= Australasian Underwater Cultural Heritage Database =

Online database containing data about shipwrecks and other sunken cultural artefacts

The Australasian Underwater Cultural Heritage Database (AUCHD) is an online, searchable database containing data on shipwrecks, aircraft that have been submerged underwater or wrecked on the shore, and other artefacts of cultural significance which are or have been underwater. It includes what used to be called the Australian National Shipwreck Database (ANSDB), originally developed by the Australasian Institute of Maritime Archaeology in December 2009, now significantly expanded to include other objects. The database was hosted and maintained by the Department of the Environment and Energy until the environment functions of that department, including AUCHD, were taken over by the Department of Agriculture, Water and the Environment on 1 February 2020.

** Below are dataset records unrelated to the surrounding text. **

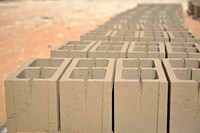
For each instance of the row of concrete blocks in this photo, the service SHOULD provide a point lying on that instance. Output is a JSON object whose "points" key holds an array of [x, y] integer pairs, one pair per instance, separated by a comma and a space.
{"points": [[168, 14], [141, 27], [194, 8], [119, 49], [88, 95], [161, 36]]}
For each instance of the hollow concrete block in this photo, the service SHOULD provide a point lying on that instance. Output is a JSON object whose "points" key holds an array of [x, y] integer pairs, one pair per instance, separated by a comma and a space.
{"points": [[32, 98], [160, 36], [184, 110], [124, 36], [106, 49], [103, 35], [86, 96], [140, 96], [72, 49], [183, 50], [152, 27], [178, 36], [146, 50]]}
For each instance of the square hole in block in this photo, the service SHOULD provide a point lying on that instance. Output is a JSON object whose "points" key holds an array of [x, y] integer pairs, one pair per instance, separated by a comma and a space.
{"points": [[147, 64], [148, 74], [88, 74], [112, 43], [39, 73], [130, 74], [109, 48], [192, 50], [192, 63], [77, 43], [178, 49], [130, 63], [139, 49], [182, 74], [176, 63], [92, 63], [195, 74], [46, 63], [153, 49], [75, 47]]}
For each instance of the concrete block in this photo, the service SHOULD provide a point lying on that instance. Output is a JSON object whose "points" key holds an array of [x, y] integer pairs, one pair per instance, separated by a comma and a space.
{"points": [[178, 36], [140, 97], [183, 50], [75, 49], [184, 77], [32, 98], [124, 36], [152, 27], [103, 35], [146, 50], [86, 96], [105, 49], [159, 36]]}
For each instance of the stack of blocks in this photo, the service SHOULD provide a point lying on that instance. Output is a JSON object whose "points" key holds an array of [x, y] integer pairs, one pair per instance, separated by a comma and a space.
{"points": [[139, 72]]}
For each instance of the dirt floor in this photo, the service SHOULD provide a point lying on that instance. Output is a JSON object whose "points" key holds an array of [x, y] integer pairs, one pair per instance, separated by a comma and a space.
{"points": [[30, 28]]}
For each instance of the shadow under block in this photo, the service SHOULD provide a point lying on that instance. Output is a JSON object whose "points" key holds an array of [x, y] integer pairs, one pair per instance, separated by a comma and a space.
{"points": [[106, 49], [72, 49], [183, 50], [32, 98], [146, 50], [86, 96], [103, 35], [140, 96], [184, 76]]}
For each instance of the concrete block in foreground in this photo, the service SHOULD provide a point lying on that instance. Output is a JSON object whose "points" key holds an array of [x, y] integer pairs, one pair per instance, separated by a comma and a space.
{"points": [[106, 49], [140, 96], [183, 50], [86, 96], [146, 50], [72, 49], [32, 98], [184, 76]]}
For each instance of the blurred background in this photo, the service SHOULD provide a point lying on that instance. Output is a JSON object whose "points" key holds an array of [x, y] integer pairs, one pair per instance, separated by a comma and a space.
{"points": [[29, 28]]}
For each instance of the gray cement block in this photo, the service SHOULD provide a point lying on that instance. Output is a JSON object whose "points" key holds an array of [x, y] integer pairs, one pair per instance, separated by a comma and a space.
{"points": [[140, 96], [32, 98], [183, 50], [178, 36], [86, 96], [124, 36], [152, 27], [106, 49], [103, 35], [146, 50], [184, 77], [74, 49], [159, 36]]}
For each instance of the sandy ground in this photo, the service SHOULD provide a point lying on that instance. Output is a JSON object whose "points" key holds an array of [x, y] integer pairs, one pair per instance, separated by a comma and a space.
{"points": [[30, 28]]}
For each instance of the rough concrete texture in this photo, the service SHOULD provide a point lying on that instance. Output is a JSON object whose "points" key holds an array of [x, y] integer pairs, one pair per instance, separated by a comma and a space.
{"points": [[86, 96], [182, 36], [159, 36], [140, 96], [125, 35], [74, 49], [109, 49], [32, 96], [152, 27], [97, 35], [183, 50], [184, 77], [121, 25], [146, 50]]}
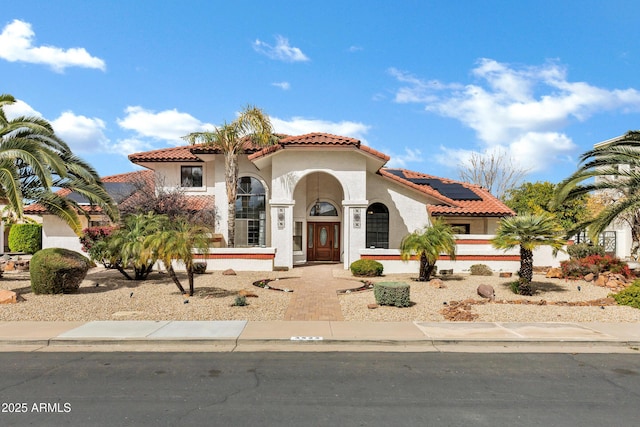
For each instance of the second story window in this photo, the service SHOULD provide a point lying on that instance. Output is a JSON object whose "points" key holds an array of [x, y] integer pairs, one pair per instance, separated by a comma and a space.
{"points": [[191, 176]]}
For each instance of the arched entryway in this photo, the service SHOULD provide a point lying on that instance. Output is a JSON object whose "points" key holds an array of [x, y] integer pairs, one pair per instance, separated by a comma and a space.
{"points": [[318, 233]]}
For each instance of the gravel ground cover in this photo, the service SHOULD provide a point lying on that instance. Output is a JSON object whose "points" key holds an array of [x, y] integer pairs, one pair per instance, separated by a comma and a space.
{"points": [[106, 295]]}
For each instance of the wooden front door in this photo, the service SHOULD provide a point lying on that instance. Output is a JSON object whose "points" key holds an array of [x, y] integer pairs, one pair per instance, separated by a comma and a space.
{"points": [[323, 241]]}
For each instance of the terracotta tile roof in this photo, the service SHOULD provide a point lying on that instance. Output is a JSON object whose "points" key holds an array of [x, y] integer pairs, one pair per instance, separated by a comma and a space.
{"points": [[456, 198], [317, 140], [128, 177], [173, 154]]}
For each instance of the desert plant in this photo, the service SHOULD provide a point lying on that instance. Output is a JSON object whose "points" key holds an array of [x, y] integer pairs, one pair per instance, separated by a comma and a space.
{"points": [[595, 264], [392, 293], [521, 287], [94, 242], [199, 267], [480, 270], [57, 270], [583, 250], [25, 238], [427, 244], [366, 268], [629, 296]]}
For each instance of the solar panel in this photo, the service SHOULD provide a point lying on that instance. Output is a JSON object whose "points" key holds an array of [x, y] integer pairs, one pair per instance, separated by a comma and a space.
{"points": [[452, 190]]}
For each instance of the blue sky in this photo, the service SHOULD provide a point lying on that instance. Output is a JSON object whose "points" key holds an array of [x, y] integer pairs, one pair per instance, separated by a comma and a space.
{"points": [[426, 82]]}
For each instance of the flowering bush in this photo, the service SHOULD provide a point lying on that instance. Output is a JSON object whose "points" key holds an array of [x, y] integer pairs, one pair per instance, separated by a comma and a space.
{"points": [[578, 268], [94, 242]]}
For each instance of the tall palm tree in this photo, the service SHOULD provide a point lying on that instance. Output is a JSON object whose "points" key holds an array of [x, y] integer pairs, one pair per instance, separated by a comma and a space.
{"points": [[528, 232], [127, 245], [177, 241], [612, 169], [251, 126], [428, 244], [34, 162]]}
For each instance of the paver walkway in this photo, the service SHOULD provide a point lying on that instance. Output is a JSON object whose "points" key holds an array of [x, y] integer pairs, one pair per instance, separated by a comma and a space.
{"points": [[314, 293]]}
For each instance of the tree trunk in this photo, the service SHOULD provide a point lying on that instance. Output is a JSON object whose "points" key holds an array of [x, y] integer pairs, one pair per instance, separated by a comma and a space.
{"points": [[174, 277], [526, 264], [231, 180], [190, 277], [423, 276]]}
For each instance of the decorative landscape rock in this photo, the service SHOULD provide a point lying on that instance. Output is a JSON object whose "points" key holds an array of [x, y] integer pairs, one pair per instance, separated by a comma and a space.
{"points": [[554, 273], [57, 271], [8, 297], [437, 283], [487, 291]]}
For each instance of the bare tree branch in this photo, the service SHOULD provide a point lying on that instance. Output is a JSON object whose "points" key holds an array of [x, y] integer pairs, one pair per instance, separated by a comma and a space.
{"points": [[492, 170]]}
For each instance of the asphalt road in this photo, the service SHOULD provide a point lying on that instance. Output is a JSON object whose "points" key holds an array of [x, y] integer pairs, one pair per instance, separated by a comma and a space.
{"points": [[319, 389]]}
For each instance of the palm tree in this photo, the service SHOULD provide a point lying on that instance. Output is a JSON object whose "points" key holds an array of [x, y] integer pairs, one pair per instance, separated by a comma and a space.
{"points": [[252, 125], [127, 245], [528, 232], [429, 243], [615, 169], [34, 161], [177, 241]]}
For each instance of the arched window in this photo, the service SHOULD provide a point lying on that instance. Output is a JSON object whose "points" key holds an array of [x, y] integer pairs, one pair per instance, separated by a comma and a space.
{"points": [[377, 226], [323, 209], [250, 213]]}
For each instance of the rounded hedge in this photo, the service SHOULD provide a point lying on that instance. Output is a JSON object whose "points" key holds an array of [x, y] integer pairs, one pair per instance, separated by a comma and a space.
{"points": [[57, 271], [25, 238], [366, 268]]}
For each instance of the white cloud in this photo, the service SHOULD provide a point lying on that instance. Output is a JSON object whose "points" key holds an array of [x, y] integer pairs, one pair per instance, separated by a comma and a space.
{"points": [[168, 125], [20, 109], [301, 126], [281, 51], [130, 145], [401, 160], [16, 44], [83, 134], [282, 85], [522, 110]]}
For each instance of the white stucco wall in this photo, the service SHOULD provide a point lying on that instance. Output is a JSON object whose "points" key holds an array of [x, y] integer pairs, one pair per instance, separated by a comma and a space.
{"points": [[57, 234]]}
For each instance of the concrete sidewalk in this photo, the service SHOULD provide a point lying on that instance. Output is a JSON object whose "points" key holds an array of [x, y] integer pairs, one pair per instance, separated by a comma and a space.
{"points": [[239, 335]]}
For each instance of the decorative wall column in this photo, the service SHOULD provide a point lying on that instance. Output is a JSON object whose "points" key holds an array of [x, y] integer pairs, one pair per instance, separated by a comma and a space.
{"points": [[282, 232], [354, 229]]}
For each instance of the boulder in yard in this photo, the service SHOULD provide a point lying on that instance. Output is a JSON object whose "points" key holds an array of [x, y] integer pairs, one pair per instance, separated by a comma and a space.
{"points": [[554, 273], [487, 291]]}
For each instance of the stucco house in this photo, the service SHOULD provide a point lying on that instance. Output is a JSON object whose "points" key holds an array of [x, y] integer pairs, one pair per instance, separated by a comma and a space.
{"points": [[617, 238], [319, 198], [327, 198]]}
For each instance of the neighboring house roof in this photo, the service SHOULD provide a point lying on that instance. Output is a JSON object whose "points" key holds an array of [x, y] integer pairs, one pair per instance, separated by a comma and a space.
{"points": [[457, 198], [120, 187]]}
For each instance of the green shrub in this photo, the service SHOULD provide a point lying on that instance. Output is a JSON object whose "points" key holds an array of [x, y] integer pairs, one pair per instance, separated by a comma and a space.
{"points": [[199, 267], [481, 270], [57, 271], [392, 293], [366, 267], [25, 238], [629, 296], [583, 250]]}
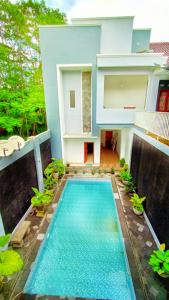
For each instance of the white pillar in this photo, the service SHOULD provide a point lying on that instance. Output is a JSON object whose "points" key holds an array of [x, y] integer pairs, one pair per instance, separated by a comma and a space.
{"points": [[38, 163]]}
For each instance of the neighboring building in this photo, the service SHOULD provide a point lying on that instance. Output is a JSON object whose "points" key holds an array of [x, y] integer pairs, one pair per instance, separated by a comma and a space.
{"points": [[98, 75], [163, 94], [161, 47]]}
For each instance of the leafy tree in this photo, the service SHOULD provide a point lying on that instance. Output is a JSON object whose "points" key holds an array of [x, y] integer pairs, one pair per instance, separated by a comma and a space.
{"points": [[22, 108]]}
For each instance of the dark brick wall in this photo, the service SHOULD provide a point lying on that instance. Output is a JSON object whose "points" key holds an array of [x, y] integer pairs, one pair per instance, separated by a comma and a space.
{"points": [[45, 149], [16, 182], [150, 170]]}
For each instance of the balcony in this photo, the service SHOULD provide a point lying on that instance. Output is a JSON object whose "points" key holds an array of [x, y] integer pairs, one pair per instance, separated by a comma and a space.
{"points": [[155, 123]]}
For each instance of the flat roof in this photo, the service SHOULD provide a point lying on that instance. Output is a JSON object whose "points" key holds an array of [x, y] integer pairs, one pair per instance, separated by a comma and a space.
{"points": [[102, 18], [70, 25], [142, 28]]}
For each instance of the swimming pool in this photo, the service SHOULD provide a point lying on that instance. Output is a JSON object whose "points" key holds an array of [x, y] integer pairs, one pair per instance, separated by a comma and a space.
{"points": [[83, 253]]}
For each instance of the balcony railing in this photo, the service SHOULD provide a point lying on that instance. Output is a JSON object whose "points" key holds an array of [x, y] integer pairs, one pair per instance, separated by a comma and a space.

It comprises historical and environmental information about objects currently or previously located underwater in the Oceania and Southeast Asian regions. It includes images, the ability to link shipwrecks to artefacts recovered from their sites, site information for divers and site managers, data about passengers and crew, as well as details about the technical specifications and history of the ships. All data is also searchable by people, places and themes.

Approved researchers may be recruited from the public and provided with access to edit or create records.

The AUCHD also serves as the register of protected underwater cultural heritage for the Underwater Cultural Heritage Act 2018 (the UCH Act), which provides a means whereby the public can submit notifications and permit applications required under the UCH Act. Shipwrecks, sunken aircraft and other types of underwater heritage and their associated artefacts are protected through the Act, which is administered in collaboration between the Commonwealth and the States, Northern Territory and Norfolk Island.

The database is included in the Department's "Heritage places and lists" along with other heritage databases which form part of the Australian Heritage Database, but the database and its search facility are separate.